A final limitation to consider is the exclusion of large coronary side branches during the automated analysis. At the launch of this trial, the software did not have the capability to analyze side branches and so significant lesions may have been missed. However, since the launch of this trial, the COR analyzer has been up-dated and now incorporates side branches in the coronary analysis with promising initial results.

Conclusions

In this multi-center, retrospective study, we have shown the utility of the CAD for analysis of coronary heart disease using CCTA. By applying the software in 3 distinct clinical sites, we demonstrated that the CAD system is compatible with scans from 3 major CT scanner manufacturers as well as in varying patient populations with different incidences of CHD.

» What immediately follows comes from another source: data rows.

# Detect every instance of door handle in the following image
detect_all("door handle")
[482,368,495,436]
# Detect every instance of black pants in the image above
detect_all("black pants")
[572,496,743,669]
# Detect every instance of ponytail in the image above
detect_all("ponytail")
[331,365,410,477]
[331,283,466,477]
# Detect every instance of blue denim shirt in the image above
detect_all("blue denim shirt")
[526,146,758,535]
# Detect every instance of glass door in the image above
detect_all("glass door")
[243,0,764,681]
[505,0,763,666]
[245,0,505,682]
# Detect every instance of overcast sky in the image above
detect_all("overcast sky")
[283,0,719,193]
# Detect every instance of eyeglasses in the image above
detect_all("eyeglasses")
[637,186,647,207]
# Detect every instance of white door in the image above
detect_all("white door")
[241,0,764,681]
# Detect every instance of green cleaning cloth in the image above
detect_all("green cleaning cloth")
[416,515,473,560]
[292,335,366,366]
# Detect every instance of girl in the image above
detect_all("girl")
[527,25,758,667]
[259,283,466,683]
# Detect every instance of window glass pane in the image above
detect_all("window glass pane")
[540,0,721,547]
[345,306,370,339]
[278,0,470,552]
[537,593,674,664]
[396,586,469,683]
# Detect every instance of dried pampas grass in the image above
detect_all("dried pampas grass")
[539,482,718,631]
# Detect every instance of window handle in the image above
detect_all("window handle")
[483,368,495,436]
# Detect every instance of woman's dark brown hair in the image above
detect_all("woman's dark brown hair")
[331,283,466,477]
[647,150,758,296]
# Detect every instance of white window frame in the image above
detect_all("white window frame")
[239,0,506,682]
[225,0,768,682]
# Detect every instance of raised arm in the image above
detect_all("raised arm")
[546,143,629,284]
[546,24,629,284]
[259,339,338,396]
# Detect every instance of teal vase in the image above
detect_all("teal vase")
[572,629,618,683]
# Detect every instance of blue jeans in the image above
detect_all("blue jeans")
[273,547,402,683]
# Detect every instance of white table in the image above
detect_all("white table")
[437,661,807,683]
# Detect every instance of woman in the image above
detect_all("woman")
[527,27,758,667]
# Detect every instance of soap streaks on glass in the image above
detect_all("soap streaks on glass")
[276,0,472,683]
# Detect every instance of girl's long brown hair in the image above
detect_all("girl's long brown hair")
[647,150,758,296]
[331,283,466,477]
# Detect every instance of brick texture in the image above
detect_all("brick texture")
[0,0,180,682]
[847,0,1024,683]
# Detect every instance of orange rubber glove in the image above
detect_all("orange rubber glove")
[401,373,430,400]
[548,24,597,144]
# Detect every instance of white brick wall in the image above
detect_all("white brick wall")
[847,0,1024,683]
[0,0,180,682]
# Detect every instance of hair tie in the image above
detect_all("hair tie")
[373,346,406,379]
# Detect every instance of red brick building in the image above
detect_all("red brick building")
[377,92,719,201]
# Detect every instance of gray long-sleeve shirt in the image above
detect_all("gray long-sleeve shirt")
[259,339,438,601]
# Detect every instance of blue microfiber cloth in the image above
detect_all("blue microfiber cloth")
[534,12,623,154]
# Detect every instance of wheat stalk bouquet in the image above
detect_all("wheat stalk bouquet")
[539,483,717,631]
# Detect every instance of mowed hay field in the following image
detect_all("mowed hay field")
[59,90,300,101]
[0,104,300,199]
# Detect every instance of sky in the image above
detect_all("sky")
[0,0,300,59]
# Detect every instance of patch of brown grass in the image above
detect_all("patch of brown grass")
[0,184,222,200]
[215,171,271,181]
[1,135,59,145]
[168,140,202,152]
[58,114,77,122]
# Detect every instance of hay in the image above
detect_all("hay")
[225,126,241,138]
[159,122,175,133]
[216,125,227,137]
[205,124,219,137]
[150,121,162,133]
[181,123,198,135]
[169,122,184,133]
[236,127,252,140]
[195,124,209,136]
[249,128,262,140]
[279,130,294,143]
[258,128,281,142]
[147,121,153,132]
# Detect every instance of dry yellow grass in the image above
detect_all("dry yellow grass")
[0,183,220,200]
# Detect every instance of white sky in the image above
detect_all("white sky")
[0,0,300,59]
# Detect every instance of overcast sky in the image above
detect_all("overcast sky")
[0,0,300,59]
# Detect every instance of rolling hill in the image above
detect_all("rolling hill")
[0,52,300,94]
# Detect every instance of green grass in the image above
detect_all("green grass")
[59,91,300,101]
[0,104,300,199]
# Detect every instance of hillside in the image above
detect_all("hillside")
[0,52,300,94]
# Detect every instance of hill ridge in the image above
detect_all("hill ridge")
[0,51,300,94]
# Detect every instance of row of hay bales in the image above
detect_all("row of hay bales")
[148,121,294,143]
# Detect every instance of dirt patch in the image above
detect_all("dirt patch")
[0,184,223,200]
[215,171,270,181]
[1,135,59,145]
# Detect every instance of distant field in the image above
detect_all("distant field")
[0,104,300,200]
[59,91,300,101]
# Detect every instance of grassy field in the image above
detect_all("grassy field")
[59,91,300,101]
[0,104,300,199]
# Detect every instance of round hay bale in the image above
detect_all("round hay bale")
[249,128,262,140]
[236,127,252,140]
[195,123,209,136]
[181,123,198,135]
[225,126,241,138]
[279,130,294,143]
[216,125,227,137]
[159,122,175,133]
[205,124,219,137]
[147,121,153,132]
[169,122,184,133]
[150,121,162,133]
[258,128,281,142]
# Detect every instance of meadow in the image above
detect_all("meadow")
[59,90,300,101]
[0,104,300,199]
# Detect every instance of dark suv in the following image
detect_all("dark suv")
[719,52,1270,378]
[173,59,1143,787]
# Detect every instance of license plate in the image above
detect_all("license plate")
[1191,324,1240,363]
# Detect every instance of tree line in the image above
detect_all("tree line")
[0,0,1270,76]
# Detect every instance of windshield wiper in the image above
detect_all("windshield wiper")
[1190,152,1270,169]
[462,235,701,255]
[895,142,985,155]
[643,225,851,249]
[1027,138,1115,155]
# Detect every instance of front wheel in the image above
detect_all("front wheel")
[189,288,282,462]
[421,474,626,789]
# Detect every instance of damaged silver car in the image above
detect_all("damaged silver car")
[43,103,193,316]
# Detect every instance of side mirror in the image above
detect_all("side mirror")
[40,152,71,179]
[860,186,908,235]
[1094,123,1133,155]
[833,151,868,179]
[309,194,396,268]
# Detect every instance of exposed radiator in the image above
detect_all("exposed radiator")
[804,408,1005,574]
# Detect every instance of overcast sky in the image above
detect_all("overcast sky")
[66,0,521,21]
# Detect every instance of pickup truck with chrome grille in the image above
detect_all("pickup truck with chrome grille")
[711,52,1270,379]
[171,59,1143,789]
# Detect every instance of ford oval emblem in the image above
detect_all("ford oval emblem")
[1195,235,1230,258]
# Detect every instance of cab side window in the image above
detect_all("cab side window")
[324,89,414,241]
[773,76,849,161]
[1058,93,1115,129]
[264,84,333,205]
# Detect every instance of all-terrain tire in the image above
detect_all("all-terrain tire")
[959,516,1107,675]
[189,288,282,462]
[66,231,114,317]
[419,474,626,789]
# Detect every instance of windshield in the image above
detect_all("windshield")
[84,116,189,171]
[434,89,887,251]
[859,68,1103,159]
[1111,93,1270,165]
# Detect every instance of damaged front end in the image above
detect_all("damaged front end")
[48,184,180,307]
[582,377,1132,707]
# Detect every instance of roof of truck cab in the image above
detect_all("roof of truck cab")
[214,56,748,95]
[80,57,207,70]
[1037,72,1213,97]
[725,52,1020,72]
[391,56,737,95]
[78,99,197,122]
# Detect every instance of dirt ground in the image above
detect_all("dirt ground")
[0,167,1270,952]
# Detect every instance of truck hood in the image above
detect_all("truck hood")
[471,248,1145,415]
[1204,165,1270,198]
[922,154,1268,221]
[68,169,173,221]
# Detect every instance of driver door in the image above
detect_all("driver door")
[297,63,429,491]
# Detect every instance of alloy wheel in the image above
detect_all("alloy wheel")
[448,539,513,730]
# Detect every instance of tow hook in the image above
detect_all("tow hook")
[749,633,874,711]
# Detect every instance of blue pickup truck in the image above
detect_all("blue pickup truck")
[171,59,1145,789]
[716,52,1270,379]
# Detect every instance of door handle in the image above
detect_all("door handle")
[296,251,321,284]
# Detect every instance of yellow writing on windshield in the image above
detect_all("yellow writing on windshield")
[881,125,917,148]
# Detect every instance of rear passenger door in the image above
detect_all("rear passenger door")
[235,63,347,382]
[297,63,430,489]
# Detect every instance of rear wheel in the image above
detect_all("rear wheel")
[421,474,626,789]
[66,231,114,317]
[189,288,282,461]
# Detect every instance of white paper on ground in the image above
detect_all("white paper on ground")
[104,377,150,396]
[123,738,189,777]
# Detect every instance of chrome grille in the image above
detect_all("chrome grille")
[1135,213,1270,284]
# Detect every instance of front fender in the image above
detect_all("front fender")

In a low-risk population, the CAD system shows as a CAST tool. This is particularly exciting when considering the low prevalence of CHD typically encountered in the emergency department. While both the moderate and high prevalence populations are not viable candidates for the usage of CAD as a CAST tool, the importance in these populations is not lost. First, the inexperienced reader can benefit from a CAD second reader in ruling out false positives the inexperienced reader might encounter. Additionally, an experienced reader can rapidly disregard many of the false positives read by the CAD software leading to an efficient human-computer interface in the diagnosis of CHD using CCTA.

Overall, computer-aided diagnosis in the evaluation of coronary heart disease is starting to become a reality. With this study, we have shown the commercially available CAD system to be a potential candidate to take on this role in various clinical sites with various incidences of coronary heart disease.